Capping a busy period in the market for so-called directory services software--essentially an address book of information on networked computer users, systems, and applications--the company said it will soon release a new tool that will provide a "write once, view anywhere" capability, according to Novell executives.
Directory services have rapidly become an important component of server-based operating system software such as Novell's NetWare or Microsoft's forthcoming Windows 2000 upgrade to what was previously called Windows NT.
The move to embrace XML comes as providers of directory technology, such as Novell, Microsoft, and the Sun Microsystems/Netscape Communications alliance, are finding that their customers need a way to tie the various directories into a cohesive and useful whole.
Novell's new product initiative based on XML will allow applications built with ties into directory technology to have multiple "views" of data stored in various systems. The new product, previously known as Virtual Replica, as reported will be called "DirXML" and will enter testing by the end of this year, according to the company.
The product highlights different strategies at work at Novell and Microsoft, arguably among the most influential software companies in the emerging directory services market going forward. Novell has chosen to implement an XML-based scheme to gain much of the same technology features Microsoft obtained last week when it acquired Zoomit.
"We took this approach because you can't buy what we're trying to do," said Chris Stone, senior vice president of strategy and corporate development at Novell. "We decided we would be better off controlling our own destiny."
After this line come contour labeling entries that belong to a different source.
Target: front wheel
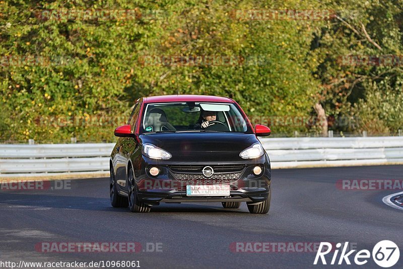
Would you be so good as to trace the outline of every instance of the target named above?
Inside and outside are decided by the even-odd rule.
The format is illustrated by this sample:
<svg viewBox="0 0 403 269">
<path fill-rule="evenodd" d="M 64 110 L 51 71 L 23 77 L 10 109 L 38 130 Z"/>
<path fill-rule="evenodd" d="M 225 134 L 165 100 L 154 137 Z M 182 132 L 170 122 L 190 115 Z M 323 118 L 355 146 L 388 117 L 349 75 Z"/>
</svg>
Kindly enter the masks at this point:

Novell is thought by many in the industry to have a lead in directory technology, as it has been shipping directory software with its NetWare operating system for some time.
News of Novell's use of XML comes at the same time that a new initiative that includes the software company, along with Oracle, Microsoft, IBM, and the Sun/Netscape alliance, is being introduced, highlighting the promise the language could hold in corporate computing.
XML is becoming increasingly popular as a way to link disparate computer systems to exchange information. As a variant of the widely used HTML, XML is simple to learn and works over the nearly ubiquitous Hyper Text Transfer Protocol (HTTP), the underlying protocol of the Web, according to industry observers.
In Novell's case, XML will allow the company's directory to work with the variety of applications currently being built on top of the technology. "What it means is you don't change your application," noted Novell's Stone.
Use of XML feeds into what some have called a "meta directory" trend, in which various data repositories can communicate with one another and serve as an overarching administrative layer.
"It's certainly the latest magic dust that people are talking about," noted Jamie Lewis, president of the Burton Group, the analyst firm that is hosting a conference here highlighting directory technology.
"It's just a natural thing to do," he said.